Publié sous le nom de Los Hermanos, Quetzal appartient à l’un des projets issus de l’entourage d’Underground Resistance. Los Hermanos est fondé à Detroit autour de Gerald Mitchell et DJ Rolando, auxquels se joignent ensuite d’autres musiciens et producteurs. Le projet cherche notamment à faire dialoguer la techno de Detroit avec les rythmes et les sensibilités latines, dans le prolongement du travail de Rolando sur Jaguar. Quetzal en est une illustration particulièrement accessible : une ligne de basse souple, des stabs synthétiques, des cordes mélodiques et une boucle de batterie funky, ponctuée de cloches qui rappellent les productions de Derrick May.
Le morceau figure sur On Another Level, le premier album de Los Hermanos, publié en 2004. À cette période, le groupe réunit notamment Gerald Mitchell, DJ Rolando, Dan Caballero et Santiago Salazar. Mitchell, déjà actif au sein d’Underground Resistance, joue un rôle central dans la production du projet. Son approche mêle les synthétiseurs de la techno de Detroit à des influences funk, soul et gospel, tandis que Rolando apporte son intérêt pour les rythmes et les sonorités latines. Quetzal résume assez bien cette rencontre : la structure reste celle d’une techno de club, mais la mélodie et les arrangements lui donnent une chaleur inhabituelle.
La face B, Tescat, propose une version plus sèche de cette formule. Les synthétiseurs y sont davantage modulés, les samples apparaissent progressivement et la rythmique gagne une dimension presque tribale, tout en conservant les détails caractéristiques de la production de Detroit : breaks, roulements inversés et jeux sur les silences.

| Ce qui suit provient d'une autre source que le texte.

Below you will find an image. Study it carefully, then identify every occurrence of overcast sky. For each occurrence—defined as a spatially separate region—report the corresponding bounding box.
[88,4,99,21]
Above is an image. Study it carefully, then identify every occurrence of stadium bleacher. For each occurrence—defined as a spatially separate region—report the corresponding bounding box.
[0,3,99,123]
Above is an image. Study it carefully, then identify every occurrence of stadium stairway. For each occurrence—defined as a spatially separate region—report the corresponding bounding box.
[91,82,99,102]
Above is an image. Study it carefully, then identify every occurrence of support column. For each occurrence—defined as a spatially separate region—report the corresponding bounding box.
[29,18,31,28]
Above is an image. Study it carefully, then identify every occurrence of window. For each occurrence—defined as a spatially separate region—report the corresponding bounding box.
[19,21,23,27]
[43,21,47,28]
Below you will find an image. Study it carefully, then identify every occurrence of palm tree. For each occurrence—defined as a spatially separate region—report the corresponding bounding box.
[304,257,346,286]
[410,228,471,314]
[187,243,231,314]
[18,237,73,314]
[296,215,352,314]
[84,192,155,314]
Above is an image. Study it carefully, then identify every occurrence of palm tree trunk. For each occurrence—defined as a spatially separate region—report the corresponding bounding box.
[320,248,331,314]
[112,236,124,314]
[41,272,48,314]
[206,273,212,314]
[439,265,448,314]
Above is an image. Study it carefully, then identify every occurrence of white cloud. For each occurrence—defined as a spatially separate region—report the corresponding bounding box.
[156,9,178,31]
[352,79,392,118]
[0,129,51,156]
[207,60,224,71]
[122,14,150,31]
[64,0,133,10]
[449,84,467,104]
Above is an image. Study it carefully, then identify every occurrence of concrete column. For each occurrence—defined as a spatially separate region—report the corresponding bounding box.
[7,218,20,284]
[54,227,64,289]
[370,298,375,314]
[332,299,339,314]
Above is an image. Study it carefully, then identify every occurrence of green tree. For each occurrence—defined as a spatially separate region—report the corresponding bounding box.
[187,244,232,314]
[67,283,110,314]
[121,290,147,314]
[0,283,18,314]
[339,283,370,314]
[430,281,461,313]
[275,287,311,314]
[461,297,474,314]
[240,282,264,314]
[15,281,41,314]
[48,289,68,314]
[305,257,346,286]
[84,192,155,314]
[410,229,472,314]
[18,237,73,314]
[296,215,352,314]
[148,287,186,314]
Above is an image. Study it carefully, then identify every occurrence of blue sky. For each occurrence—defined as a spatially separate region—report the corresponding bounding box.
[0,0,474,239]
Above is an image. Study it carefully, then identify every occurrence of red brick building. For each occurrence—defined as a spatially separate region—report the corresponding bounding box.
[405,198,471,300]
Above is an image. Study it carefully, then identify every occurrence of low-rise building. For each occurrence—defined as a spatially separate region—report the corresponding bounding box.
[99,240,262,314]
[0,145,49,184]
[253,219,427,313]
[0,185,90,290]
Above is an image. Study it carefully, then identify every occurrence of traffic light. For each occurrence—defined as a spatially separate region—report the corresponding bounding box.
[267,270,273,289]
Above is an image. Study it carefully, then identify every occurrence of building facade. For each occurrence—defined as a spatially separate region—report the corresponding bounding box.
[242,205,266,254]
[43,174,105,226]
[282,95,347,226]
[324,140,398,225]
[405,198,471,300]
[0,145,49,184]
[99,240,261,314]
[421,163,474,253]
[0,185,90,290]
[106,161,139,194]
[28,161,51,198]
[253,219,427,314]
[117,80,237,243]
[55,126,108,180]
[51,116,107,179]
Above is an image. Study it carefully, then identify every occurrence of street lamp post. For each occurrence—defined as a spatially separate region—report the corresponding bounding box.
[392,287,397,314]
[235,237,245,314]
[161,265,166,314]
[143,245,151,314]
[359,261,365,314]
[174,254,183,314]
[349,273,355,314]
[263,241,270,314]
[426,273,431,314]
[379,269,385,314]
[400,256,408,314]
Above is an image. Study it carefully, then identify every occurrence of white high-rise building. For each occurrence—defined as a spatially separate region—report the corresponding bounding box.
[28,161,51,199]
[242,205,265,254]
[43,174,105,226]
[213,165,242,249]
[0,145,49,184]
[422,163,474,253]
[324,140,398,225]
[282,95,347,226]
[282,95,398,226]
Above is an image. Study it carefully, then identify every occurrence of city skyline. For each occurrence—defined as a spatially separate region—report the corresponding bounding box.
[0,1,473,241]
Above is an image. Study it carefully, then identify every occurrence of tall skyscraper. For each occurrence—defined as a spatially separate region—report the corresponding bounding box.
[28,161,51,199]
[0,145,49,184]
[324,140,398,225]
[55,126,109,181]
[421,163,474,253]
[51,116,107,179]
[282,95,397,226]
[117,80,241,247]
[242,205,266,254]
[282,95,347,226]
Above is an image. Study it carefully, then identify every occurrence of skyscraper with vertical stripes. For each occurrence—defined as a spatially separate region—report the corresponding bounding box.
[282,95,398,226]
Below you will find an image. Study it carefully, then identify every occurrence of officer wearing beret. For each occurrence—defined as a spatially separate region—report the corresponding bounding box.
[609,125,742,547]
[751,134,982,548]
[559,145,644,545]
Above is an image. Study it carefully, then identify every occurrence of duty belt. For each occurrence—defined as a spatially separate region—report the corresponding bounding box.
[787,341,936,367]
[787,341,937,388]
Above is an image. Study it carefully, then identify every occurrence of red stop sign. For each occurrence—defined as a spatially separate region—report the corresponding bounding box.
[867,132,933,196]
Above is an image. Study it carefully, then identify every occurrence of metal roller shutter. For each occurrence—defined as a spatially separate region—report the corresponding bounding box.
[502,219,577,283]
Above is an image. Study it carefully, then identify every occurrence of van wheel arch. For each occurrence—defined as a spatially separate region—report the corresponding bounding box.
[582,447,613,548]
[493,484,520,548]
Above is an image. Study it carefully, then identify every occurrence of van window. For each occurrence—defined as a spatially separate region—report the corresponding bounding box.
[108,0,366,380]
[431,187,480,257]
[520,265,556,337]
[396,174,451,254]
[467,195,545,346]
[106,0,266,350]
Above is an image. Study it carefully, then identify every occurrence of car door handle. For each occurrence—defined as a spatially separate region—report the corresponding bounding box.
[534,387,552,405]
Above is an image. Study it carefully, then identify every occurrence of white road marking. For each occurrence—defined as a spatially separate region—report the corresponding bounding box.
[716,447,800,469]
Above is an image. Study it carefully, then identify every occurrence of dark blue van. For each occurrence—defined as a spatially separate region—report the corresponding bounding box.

Quetzal et Tescat montrent ainsi les deux versants de Los Hermanos : une techno mélodique et immédiatement lisible d’un côté, une approche plus minimale et rythmique de l’autre. Après le départ de Rolando, Los Hermanos poursuivra son activité principalement sous la direction de Gerald Mitchell, qui en fera à la fois un projet de production, un label et un groupe live.